Under the chairmanship of Michael Pertschuk, during Carter’s term, the Federal Trade Commission caused the most controversy with its consumer protection activities. The FTC prompted lawmakers to deny it funding twice, which forced the agency to briefly close on two different occasions. Still, the agency made strides on the antitrust front.

Pertschuk outlined his agenda in a 1977 speech to the New England Antitrust Conference and stated: “Although efficiency is important, it should not dictate competition policy. Policymakers must sometimes choose between greater efficiency — which may carry the promise of lower prices — and other social objectives, such as the dispersal of power, which may result in marginally higher prices. Economic analysis can clarify the trade-off, but it cannot be allowed to dictate the outcome.”

The agency landed a big win when the Supreme Court ruled in FTC v. Indiana Federation of Dentists that a conspiracy among dentists to refuse to submit X-rays to dental insurers for use in benefits determinations violated Section 5 of the FTC Act’s ban on unfair methods of competition.

And while Pertschuk, a former top Senate staffer was considered liberal, the runner-up for the post was even more progressive. Bella Abzug, a former Democratic congresswoman from New York who was active on feminist and consumer issues, lost out but as a consolation prize was named chair of the National Women’s Conference.

The Carter administration’s antitrust work came when the field was shifting rightward. During the middle of the term, conservative scholar and former solicitor general Robert Bork published “The Antitrust Paradox: A Policy at War with Itself,” which was a withering critique of what Bork saw as failings of liberal antitrust enforcement policies.

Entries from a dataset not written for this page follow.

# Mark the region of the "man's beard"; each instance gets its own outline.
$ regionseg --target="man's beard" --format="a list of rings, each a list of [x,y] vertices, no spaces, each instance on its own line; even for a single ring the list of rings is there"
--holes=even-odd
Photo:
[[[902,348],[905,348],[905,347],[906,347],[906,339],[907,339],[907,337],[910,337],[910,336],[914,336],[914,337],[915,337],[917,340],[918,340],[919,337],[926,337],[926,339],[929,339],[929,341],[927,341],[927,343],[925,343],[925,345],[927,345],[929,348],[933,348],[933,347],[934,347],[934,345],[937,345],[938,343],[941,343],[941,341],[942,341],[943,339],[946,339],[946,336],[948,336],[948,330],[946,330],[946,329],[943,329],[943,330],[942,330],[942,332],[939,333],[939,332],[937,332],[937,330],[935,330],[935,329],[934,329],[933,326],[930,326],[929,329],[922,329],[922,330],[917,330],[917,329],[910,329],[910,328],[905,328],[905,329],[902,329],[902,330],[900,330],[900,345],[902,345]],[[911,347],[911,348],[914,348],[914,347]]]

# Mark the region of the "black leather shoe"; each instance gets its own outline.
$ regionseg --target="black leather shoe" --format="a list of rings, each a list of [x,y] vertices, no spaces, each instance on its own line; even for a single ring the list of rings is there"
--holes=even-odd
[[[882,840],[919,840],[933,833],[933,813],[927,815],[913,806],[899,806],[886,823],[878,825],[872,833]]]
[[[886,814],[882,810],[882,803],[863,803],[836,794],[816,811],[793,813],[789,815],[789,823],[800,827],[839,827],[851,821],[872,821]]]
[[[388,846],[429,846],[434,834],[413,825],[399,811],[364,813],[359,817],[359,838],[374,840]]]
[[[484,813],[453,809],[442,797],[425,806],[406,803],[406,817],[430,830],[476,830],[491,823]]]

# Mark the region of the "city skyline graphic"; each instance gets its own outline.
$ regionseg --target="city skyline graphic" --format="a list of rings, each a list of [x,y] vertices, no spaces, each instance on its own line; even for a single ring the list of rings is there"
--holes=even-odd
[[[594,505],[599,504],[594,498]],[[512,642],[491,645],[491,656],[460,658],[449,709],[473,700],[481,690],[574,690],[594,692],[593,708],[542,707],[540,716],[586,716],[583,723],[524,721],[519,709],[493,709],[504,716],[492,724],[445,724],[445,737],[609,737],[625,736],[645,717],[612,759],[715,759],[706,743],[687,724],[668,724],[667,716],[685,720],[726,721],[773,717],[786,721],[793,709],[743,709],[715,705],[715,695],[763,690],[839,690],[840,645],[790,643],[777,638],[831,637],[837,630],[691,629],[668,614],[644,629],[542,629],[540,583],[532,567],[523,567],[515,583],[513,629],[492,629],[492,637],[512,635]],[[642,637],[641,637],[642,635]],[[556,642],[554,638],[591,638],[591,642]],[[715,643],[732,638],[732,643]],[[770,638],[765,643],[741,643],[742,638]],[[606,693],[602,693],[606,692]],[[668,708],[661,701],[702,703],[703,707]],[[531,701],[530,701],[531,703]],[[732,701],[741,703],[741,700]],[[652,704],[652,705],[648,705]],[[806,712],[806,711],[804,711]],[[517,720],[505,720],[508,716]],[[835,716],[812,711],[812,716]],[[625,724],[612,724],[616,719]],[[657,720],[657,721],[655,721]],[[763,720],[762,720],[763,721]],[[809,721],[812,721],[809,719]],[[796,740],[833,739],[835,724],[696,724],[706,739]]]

He was a key intellectual architect of the consumer welfare standard, which strongly influenced enforcement strategies during the presidencies of both parties from Ronald Reagan through Donald Trump. The Biden administration has taken a sharp turn away from that approach.

Deregulating sectors

Beyond the antitrust sphere, Carter’s work on competition issues included successfully deregulating certain industries, such as airlines, railroads and trucking. The former small business owner saw those efforts as necessary to change rules that imposed costs, inflation and inefficiencies. He further felt consumers would benefit from lower prices and greater access to air travel.

But the administration required that in exchange for being deregulated, some industries were subject to greater antitrust scrutiny. When Congress passed a bill deregulating the trucking industry, it included a provision removing some of the industry’s antitrust immunity. Specifically, the measure eliminated the immunity that let some trucking companies work together to set certain rates.

A central point person on these matters on Capitol Hill was Senator Edward M. Kennedy of Massachusetts, Carter’s sometime rival and sometime ally. Kennedy’s top aide on these matters was future Supreme Court Justice Stephen Breyer, who was one of the high court’s experts on regulation and antitrust during his time there.

In 1978, Carter issued Executive Order 12044 requiring all government regulations be subject to a cost benefit analysis and mandating that agencies provide a schedule of when they plan to issue regulations.

He persuaded lawmakers to pass the Paperwork Reduction Act which created the Office of Management and Budget’s Office of Information and Regulatory Affairs (OIRA). Agencies must submit proposed rules to the office for review and approval before sending them out for comment.

Former FTC Chairman Bill Kovacic, a junior lawyer at the agency during the Carter administration, told FTCWatch that Carter’s achievements were significant and resonate today, even if they are often unheralded.

“The neo Brandeisians think he went too far and the conservatives didn’t think he went far enough. It shows the perils of being a centrist,” said Kovacic, a Republican named chairman by President George W. Bush.